What’s interesting is that we commonly only go part way up the ladder of wisdom.  We get to information or knowledge and then simply assume the rest, using intuition.  But that’s dangerous.  We all know what they say about assumptions: “ass-u-me”.  It certainly isn’t repeatable.  To grow as an organization it is important to institutionalize wisdom, to be methodical about it.  When was the last time you made a decision without knowing the how or why?  Maybe you put out that fire, but it will come back again to be sure.

Deming’s System of Profound Knowledge gives a framework to evaluate problems (questions, things, whatever) in the real world.  It has four components:

  1. Appreciation of a System: Things don’t exist in the real world in isolation, things/people/ideas/etc. are systems.  In order to understand something we must realize this and examine the system.  The word “Why?” is a systems thinking word, when a child asks why they are trying to stitch information from two things together into a single system, they are exploring the inter-relations of the world.  “Why is the sky blue?”  “Why are orders taking so long?” We’re exploring the inter-relations of a system.  Profound knowledge starts with seeing the system.
  2. Understanding of Variation:  In statistical control there are two types of variation: common and special variation.  Difficult problems get even more difficult when we confuse the two.  Common variation is just a fact of life, things aren’t perfect all the time.  If your spouse gets home late by 30 minutes we may say that this is “common variation”, traffic or meetings may have caused them to be late, nothing unusual here.  However, if your spouse is late by 3 hours, that’s a “special variation”, its outside control bounds and indicates something unusual that should be investigated.  We sometimes say, “pick your battles”, and this is an example of that, don’t nit-pick and waste time solving normal variation, focus on the real strange ones that indicate a real problem.
  3. Theory of Knowledge: The essence of scientific method is that of creating and evolving theories.  Theories make predictions and codify your existing understanding.  The system of profound knowledge is about building and refining these theories.
  4. Understanding of Psychology: Trying to understand anything without considering the effects on and assumption of people is pointless.  You must consider the opinions, assumptions, reactions, perceptions of people to bring reality into what is otherwise cold.  Just because something may be efficient doesn’t mean it will be effective, psychology is a big part of that.

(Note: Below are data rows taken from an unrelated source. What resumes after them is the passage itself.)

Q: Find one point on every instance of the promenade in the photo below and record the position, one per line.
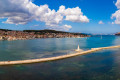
(55, 58)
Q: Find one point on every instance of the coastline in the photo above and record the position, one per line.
(55, 58)
(36, 34)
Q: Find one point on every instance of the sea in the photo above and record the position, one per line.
(100, 65)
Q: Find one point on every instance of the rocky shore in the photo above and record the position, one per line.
(33, 34)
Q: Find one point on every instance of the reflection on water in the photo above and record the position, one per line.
(102, 65)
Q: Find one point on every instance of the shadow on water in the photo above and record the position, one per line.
(102, 65)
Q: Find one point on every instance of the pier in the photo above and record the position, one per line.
(55, 58)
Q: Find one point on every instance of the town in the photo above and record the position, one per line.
(34, 34)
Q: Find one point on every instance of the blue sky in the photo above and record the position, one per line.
(94, 10)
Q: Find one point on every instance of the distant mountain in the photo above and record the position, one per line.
(6, 34)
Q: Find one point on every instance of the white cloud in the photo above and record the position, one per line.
(61, 28)
(24, 11)
(73, 14)
(116, 15)
(118, 4)
(100, 22)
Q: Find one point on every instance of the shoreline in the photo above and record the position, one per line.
(55, 58)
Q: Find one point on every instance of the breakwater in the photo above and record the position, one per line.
(55, 58)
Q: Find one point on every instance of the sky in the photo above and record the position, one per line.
(85, 16)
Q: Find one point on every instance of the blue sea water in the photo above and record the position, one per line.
(101, 65)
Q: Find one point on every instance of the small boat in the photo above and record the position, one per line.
(78, 49)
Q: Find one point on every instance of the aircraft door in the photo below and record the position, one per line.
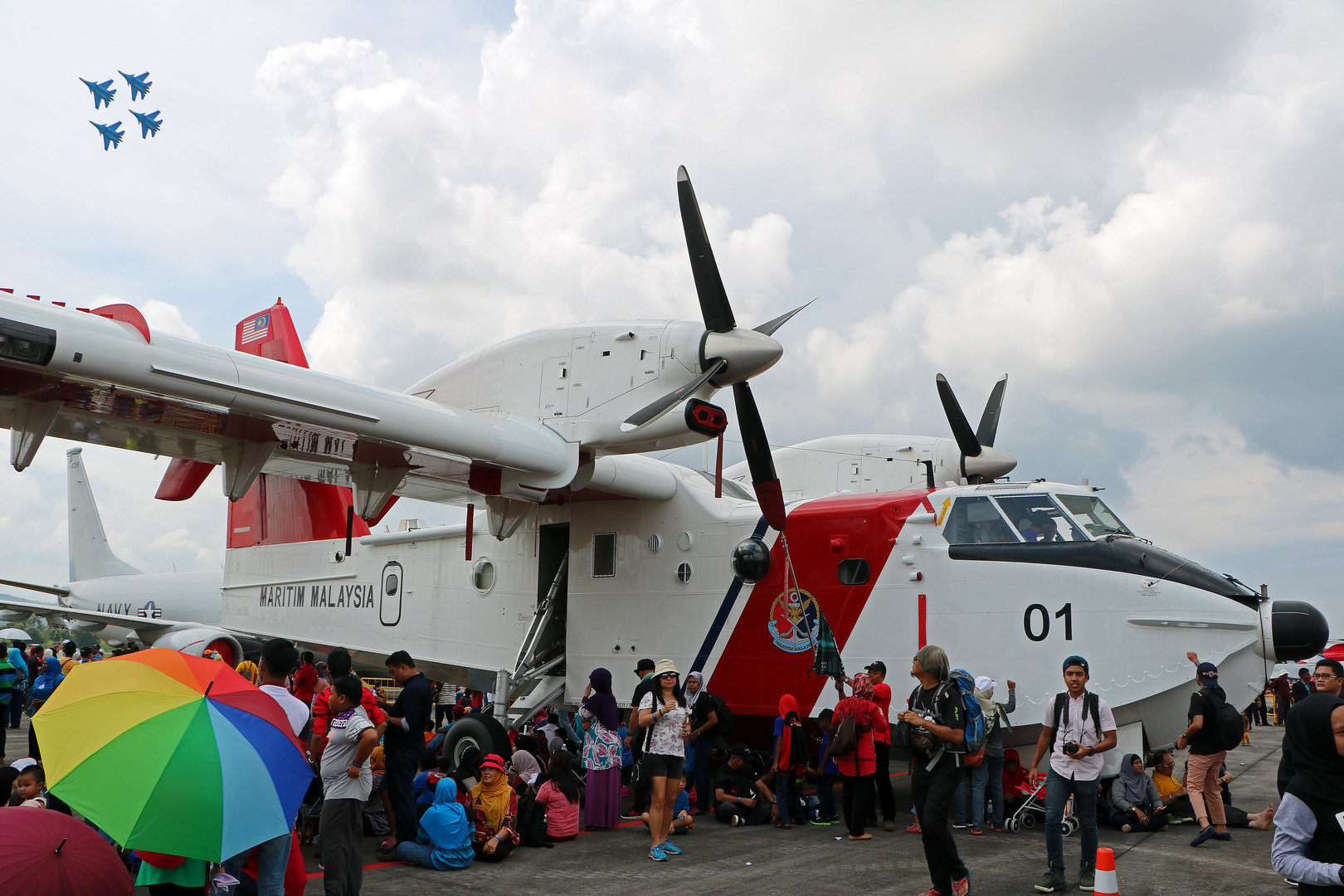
(390, 594)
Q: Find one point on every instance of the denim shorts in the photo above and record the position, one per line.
(660, 766)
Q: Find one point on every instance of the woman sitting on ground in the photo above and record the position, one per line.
(444, 837)
(1133, 796)
(494, 811)
(561, 798)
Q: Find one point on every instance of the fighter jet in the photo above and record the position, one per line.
(110, 134)
(149, 123)
(101, 93)
(139, 86)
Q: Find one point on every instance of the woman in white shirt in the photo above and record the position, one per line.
(665, 724)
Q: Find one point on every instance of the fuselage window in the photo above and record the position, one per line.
(1038, 519)
(604, 555)
(976, 520)
(852, 571)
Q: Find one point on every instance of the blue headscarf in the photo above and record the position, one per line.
(47, 681)
(446, 821)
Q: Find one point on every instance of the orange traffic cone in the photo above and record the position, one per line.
(1107, 883)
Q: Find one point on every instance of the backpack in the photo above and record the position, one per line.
(724, 715)
(531, 822)
(1092, 707)
(1227, 723)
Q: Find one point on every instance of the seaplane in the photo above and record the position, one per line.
(581, 551)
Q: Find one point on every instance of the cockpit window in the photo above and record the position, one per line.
(1094, 514)
(976, 520)
(1038, 519)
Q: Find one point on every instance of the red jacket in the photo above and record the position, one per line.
(323, 713)
(304, 681)
(867, 719)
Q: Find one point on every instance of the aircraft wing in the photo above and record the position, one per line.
(104, 377)
(145, 627)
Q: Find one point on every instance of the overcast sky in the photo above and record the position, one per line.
(1135, 212)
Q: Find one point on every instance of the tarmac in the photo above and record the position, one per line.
(765, 861)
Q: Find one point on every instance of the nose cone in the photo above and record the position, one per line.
(990, 464)
(747, 353)
(1298, 631)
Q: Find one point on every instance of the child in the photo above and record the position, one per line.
(825, 776)
(791, 761)
(347, 781)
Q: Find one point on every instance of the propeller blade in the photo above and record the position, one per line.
(771, 327)
(990, 421)
(763, 479)
(657, 409)
(709, 285)
(967, 440)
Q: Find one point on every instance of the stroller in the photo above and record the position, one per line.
(1032, 811)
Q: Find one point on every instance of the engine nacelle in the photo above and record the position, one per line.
(1292, 631)
(195, 640)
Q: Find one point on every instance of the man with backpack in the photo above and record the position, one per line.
(936, 726)
(1079, 728)
(1215, 727)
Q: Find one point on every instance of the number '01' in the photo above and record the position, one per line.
(1066, 613)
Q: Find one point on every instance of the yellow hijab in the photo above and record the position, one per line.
(494, 800)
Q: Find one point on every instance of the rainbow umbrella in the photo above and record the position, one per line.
(173, 754)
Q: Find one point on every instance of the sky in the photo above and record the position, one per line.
(1135, 212)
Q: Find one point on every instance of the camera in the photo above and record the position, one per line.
(26, 343)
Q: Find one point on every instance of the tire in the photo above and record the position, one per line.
(476, 731)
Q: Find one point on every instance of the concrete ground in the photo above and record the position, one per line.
(749, 861)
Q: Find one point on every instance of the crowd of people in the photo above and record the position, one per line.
(386, 767)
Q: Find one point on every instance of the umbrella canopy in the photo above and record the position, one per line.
(173, 754)
(49, 853)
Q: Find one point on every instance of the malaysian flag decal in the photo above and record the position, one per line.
(254, 329)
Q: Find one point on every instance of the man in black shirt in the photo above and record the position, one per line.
(635, 739)
(938, 733)
(403, 744)
(741, 796)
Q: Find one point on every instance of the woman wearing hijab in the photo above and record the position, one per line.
(791, 759)
(444, 837)
(494, 813)
(1309, 840)
(704, 733)
(1136, 806)
(860, 765)
(601, 752)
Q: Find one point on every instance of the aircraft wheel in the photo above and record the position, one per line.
(483, 733)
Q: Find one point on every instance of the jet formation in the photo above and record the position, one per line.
(104, 95)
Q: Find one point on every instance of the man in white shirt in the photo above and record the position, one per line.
(277, 660)
(1086, 728)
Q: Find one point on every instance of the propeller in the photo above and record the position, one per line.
(980, 460)
(728, 356)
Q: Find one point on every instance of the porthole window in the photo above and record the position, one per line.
(483, 575)
(604, 555)
(854, 571)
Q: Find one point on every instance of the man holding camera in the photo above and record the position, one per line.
(1079, 728)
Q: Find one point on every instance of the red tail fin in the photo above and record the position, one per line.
(275, 509)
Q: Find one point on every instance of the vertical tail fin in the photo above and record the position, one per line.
(90, 557)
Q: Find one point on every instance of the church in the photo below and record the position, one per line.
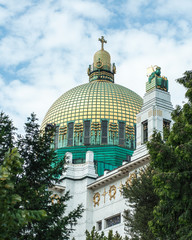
(101, 129)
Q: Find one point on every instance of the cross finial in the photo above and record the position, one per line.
(102, 40)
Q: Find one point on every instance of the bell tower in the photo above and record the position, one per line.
(155, 113)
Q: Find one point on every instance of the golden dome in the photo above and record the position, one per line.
(102, 56)
(95, 101)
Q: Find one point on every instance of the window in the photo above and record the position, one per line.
(145, 131)
(121, 133)
(104, 124)
(109, 222)
(70, 134)
(56, 138)
(86, 132)
(99, 226)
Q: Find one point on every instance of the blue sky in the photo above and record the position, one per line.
(47, 45)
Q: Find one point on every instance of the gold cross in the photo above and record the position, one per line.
(104, 194)
(102, 40)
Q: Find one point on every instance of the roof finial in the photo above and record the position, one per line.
(102, 40)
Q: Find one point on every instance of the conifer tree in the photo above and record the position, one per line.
(140, 200)
(13, 215)
(173, 183)
(94, 235)
(7, 133)
(41, 171)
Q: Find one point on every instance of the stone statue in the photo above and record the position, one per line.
(161, 82)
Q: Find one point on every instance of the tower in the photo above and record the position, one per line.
(156, 111)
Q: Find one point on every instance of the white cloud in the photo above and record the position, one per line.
(47, 46)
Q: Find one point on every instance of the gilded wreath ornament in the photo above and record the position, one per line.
(112, 192)
(96, 199)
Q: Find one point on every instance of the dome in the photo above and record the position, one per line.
(102, 56)
(95, 101)
(98, 116)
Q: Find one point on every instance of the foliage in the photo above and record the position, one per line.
(13, 214)
(140, 199)
(41, 171)
(7, 132)
(173, 182)
(94, 235)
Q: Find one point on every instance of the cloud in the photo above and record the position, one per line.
(46, 47)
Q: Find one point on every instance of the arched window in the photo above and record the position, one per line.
(70, 134)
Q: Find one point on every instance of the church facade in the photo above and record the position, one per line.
(102, 129)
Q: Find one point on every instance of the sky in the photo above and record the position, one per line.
(46, 47)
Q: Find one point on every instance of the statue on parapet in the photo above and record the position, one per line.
(154, 74)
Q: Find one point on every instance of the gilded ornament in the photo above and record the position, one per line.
(130, 179)
(112, 192)
(104, 194)
(55, 198)
(102, 40)
(120, 188)
(96, 199)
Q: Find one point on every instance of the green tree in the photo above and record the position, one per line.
(13, 214)
(173, 181)
(140, 199)
(7, 133)
(94, 235)
(41, 171)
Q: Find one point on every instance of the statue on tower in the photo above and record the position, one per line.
(155, 80)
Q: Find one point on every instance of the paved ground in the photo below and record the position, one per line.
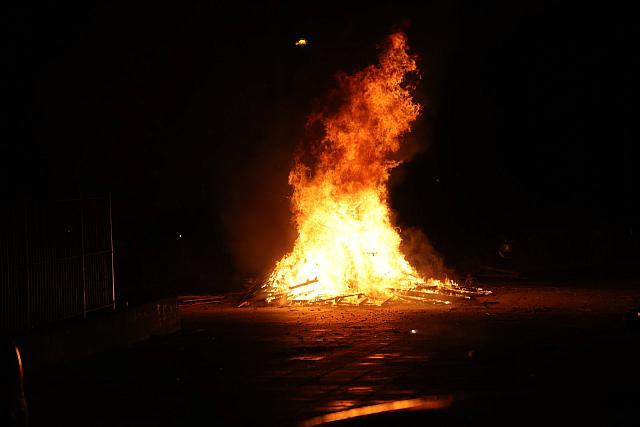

Together, the Wisdom Hierarchy and the System of Profound Knowledge are two powerful tools (frameworks really) for approaching problems and change, going from where we are to where we wish to be.  For building something to be proud of, rather than just making ourselves busy with the latest fire.

While you may quickly dismiss both of these, I hope you will reflect on them and see if they can guide you toward being more structured and intentional about how you address life’s challenges, at home or at work.  I have pondered them for some time and continue to find new utility in them.

Note to the reader: The above explanations are my own based on Ackoff’s and Deming’s writings in whole and therefore may not match exactly with explanations you may find elsewhere.  Most bullet point explanations are too short and miss the true point, in my opinion.  This is an attempt on my part to better summarize their true intent.